Tim peneliti dari Virginia Tech, Amerika Serikat, berhasil mengembangkan sebuah baterai yang energinya berasal dari gula.
Di masa depan, baterai dari gula ini akan menggantikan baterai konvesional, karena lebih murah, bisa diisi ulang, dan ramah lingkungan.
Melansir RedOrbit, Rabu 22 Januari 2014, penelitian yang dipimpin oleh Y.H. Percival Zhang ini menemukan bahwa gula merupakan senyawa penyimpan energi yang paling sempurna di dunia.
"Jadi, sangat logis apabila kami mencoba memanfaatkan kekuatan alam dan ramah lingkungan untuk dijadikan sebuah baterai," kata Zhang.
Dia menambahkan, tim peneliti juga sedang mengembangkan baterai jenis lain yang memiliki energi lebih besar. Sehingga, dimungkinkan untuk dapat digunakan sebelum dilakukan pengisian daya.

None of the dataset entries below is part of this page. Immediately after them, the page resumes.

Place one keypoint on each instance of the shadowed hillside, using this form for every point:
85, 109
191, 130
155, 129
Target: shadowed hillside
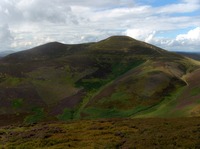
115, 77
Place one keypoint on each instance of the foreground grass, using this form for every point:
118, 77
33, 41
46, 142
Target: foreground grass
106, 133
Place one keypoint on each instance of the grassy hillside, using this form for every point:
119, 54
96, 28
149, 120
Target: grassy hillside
104, 133
116, 77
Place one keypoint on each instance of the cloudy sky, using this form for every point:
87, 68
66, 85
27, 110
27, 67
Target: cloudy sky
170, 24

"Dalam tiga tahun ke depan, kami akan memproduksi baterai gula yang bisa digunakan untuk ponsel pintar, tablet, konsol game, dan perangkat elektronik lainnya yang membutuhkan baterai untuk dapat beroperasi," ungkap Zhang.
Untuk menciptakan baterai gula ini, tim peneliti telah melalukan beberapa uji coba. Hasilnya, diketahui bahwa baterai gula berbeda dengan baterai yang berbahan hidrogen dan metanol.
"Baterai gula tidak mudah terbakar dan memiliki kepadatan penyimpanan energi yang lebih tinggi. Baterai gula ini juga bisa diisi ulang dengan hanya menambahkan gula. Prosesnya mirip dengan menambah tinta pada cartridge printer," kata Zhang.